Staatstragend wird im kommenden Jahr 2019 die Öffnung der Mauer vor 30 Jahren gefeiert. Gleichzeitig mahnt eine kleine anonyme Botschaft, die mit wasserfester Kreide auf dem Asphaltboden einer Brücke in Berlin hinterlassen wurde: "Hartz IV - Unrecht ohne Mauern". Können wir noch immer nicht ohne Ausgrenzung, Stigmatisierung und Schubladendenken leben?
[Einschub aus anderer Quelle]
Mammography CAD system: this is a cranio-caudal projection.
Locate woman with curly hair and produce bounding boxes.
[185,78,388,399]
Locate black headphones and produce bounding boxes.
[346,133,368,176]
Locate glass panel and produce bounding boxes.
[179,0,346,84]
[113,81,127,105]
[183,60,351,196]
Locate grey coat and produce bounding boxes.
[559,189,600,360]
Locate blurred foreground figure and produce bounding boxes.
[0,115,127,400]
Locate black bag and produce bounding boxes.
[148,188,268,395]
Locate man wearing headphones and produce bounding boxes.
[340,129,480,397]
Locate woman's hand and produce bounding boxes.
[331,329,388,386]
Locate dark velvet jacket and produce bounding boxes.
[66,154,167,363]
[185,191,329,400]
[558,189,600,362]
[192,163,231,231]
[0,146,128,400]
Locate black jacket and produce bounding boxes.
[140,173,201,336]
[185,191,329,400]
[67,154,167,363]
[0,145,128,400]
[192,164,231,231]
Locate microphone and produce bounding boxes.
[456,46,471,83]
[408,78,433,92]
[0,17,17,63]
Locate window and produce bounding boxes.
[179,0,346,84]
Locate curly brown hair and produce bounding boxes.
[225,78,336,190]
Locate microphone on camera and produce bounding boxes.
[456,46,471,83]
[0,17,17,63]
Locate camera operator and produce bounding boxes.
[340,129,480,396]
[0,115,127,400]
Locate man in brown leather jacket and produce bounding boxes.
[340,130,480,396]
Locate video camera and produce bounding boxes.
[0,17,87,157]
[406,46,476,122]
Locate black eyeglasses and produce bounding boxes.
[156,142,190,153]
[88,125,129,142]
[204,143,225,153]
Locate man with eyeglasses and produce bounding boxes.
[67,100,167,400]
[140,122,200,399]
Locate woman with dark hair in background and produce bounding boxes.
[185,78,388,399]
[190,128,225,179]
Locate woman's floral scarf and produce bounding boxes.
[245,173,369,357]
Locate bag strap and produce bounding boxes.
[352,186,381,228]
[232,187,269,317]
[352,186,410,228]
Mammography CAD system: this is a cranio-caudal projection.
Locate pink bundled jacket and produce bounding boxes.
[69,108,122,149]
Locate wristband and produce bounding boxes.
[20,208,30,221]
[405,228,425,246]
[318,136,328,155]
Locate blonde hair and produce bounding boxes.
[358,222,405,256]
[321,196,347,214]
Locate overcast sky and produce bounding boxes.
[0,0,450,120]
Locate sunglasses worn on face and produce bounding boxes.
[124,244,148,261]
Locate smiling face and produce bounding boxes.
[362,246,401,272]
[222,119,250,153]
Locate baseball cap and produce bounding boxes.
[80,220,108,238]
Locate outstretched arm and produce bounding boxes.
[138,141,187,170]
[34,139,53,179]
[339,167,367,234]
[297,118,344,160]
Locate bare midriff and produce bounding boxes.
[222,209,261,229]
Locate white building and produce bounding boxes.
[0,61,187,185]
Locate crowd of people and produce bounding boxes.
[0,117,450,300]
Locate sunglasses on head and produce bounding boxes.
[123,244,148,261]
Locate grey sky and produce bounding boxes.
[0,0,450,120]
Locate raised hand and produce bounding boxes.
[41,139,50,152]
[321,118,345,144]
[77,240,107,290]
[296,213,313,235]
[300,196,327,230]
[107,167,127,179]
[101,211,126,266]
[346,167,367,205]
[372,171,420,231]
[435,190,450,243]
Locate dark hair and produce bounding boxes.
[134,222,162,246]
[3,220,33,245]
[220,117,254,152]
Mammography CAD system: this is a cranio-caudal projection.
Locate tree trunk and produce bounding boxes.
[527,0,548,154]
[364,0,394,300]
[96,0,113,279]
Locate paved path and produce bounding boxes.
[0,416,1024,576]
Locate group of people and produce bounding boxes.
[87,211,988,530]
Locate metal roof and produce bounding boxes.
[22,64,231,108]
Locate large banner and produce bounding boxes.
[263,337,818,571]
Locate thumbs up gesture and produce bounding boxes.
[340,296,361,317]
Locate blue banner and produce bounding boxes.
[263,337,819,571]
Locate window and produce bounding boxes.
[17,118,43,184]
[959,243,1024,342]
Der Mauerfall vor fast drei Jahrzehnten wird im kommenden Jahr das wohl prägnanteste Thema in Politik. Gesellschaft und Medien. Das einzigartige geschichtliche Ereignis hat es wahrlich verdient, gebührend gefeiert zu werden. Es könnte noch mehr an Glanz gewinnen, wenn die Fakten und Hintergründe des Zusammenbruchs klarer verdeutlicht werden. Denn nur das Zusammenspiel vieler Faktoren, zu denen in erster Linie der völlige wirtschaftliche Zusammenbruch, zählte, führte zur Öffnung der Grenzen.
Neue unsichtbare Mauern
Gemessen an der Opulenz der Mauer konnte die damalige, menschenverachtende Grenzanlage erstaunlich schnell abgeräumt werden. Die Mauer im Kopf hält sich spürbar länger und andere – vorsichtshalber unsichtbare – Mauern wurden zwischenzeitlich neu aufgebaut. Eine davon könnte Hartz IV sein. So jedenfalls sehen es die unbekannten Autoren eines Schriftzugs, der seit vorgestern auf dem Asphaltboden einer Berliner Brücke prangt.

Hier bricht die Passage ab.